Nigeria is missing from the list’s top 10 rice-producing countries of 2016. This category has China, with 146.5 million metric tonnes, at the top, and Japan —with estimated 7.8 million metric tonnes— at the bottom.
The second position is occupied by India, which produced 106. 5 million metric tonnes that year. Other Asian countries that dominate the list include Indonesia: 36.6 million; Bangladesh: 34,5 million; Vietnam: 27.8 million; Thailand: 18,6 million; Myanmar: 12.5 million and the Philippines: 12.5 million.
Brazil, at number nine, is the only country outside Asia in the top 10 rice producing countries.
On this list, Nigeria stands at number 18, with a production output of 2.7 million metric tonnes for 2016.
Although this is lower, the bureau of statistics figure—7.8 million metric tonnes – is still a far cry from what is needed to surpass the Asian countries.
Even where the 7.8 million metric tonnes is used for this ranking, Nigeria would at best rank 10th.
Mr.

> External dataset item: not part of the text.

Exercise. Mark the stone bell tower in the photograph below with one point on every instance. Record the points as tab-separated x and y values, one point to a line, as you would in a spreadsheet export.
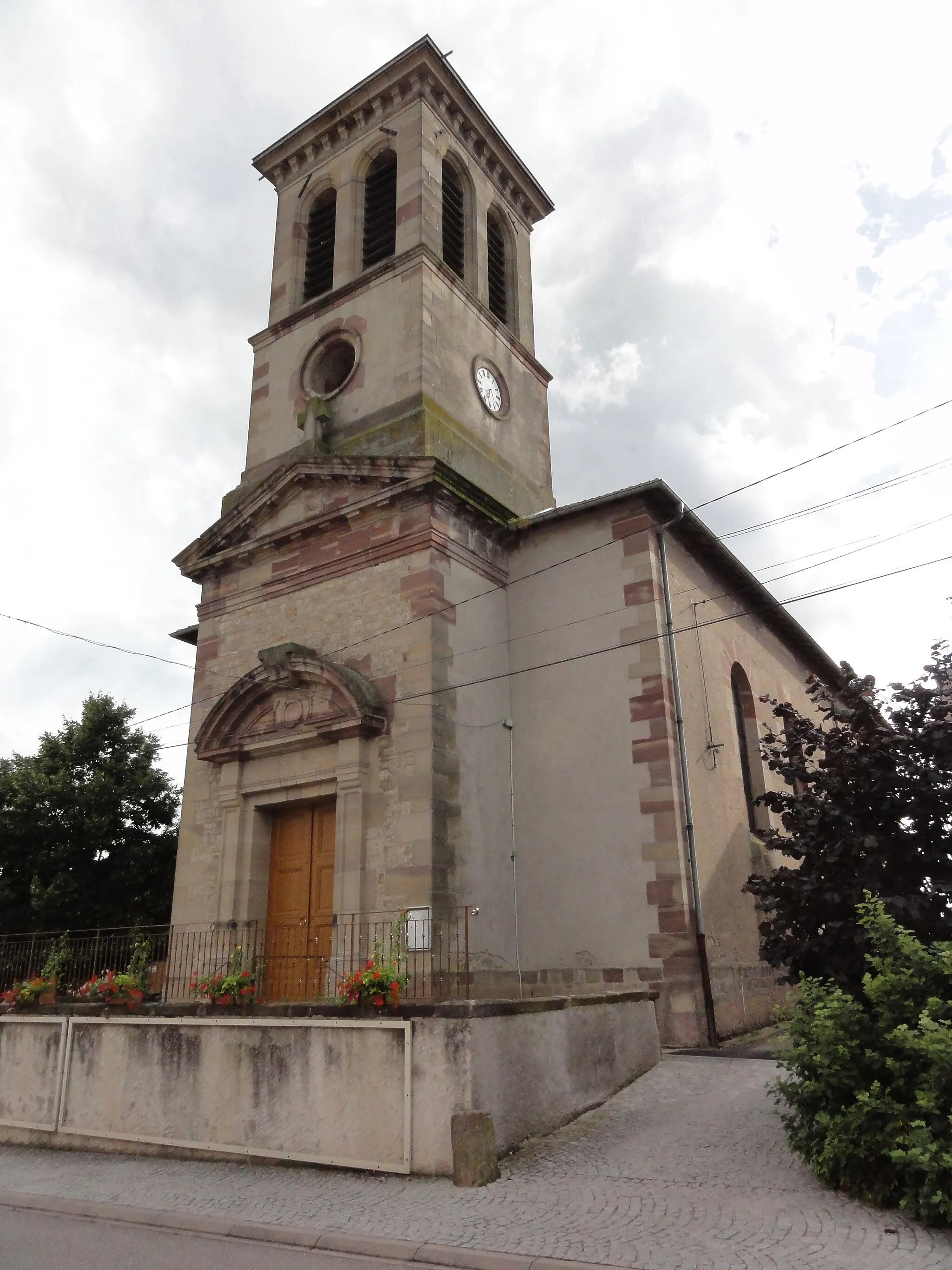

Shehu did not respond to a request for clarification. But he said on Twitter on Monday that he based his assertion on a report by CNN.
To buttress his point, Mr. Shehu said Nigeria had recently become a major exporter of grains to other African countries.
“Don’t forget that since October last year, Nigeria has been feeding many parts of West Africa, North and Central Africa,” Mr. Shehu said. “Many of these countries have been shopping in Nigeria for rice, sorghum, sesame and millet.”
He said the government had started collating figures to establish Nigeria’s rice production output and will make its conclusion public.
It is not clear whether the figure he was referring to is the NBS’ 7.8 million metric tonnes, it was obtained.
Mr. Shehu’s claim was roundly rejected on social media, with many users pointing at the irony of Nigerians paying more for a product that should be abundantly available.
From a maximum N10,000 barely three years ago, a 50 kilogram bag of rice now sells for above N20,000 across the country, according to Rice.com.ng. Only in January 2016, the rice retailer sold the same quantity for N12,500 or less across the country.
At Jumia, a 50 kilogram bag of rice retails for as high as N25,000.
Richard-Mark Mbaram, an agricultural economics expert, said Mr. Shehu’s “claim cannot be substantiated in actual fact.”
Mr. Mbaram, editor of Agro Nigeria, an online-based platform with primary focus on activities in the agricultural sector, also agreed that Nigeria is yet to meet its consumption demands.
“We’re not even producing enough to feed ourselves,” Mr. Mbaram said. “Saying we’re number two is dangerous as it could make those tasked with addressing the challenges become complacent.”
He said the focus should be on improving Nigeria’s average output per hectare rather than making “claims that will only distract us from addressing challenges in the agricultural sector.”
For example, Mr. Mbaram said budget estimates for agriculture stood at N92 billion, an amount he said could not even fund research in other climes.
“We’re saying we want to diversify from oil because its prices are dwindling, yet we budgeted N92 billion for agriculture which is the sector that everybody agrees the focus must shift to,” he said.
Social media users also circulated a screengrab that depicted the CNN broadcast Mr. Shehu was probably alluding to. In the broadcast, the station showed Nigeria’s production output at 2.7 million metric tonnes; consumption placed at five million metric tonnes; import stood at two million. The data was also sourced from USDA/IndexMundi.
The USDA/IndexMundi ranking showed Nigeria as the second-largest importer of rice in the world. In 2016, the country imported two million metric tonnes, behind China at five million metric tonnes.
It is also unclear whether the presidential spokesperson mistook Nigeria’s import ranking for production output.
Mr. Shehu said: “Nigeria just achieved the record of the second largest producer of rice in the world.”
Available figures show this claim to be demonstrably false.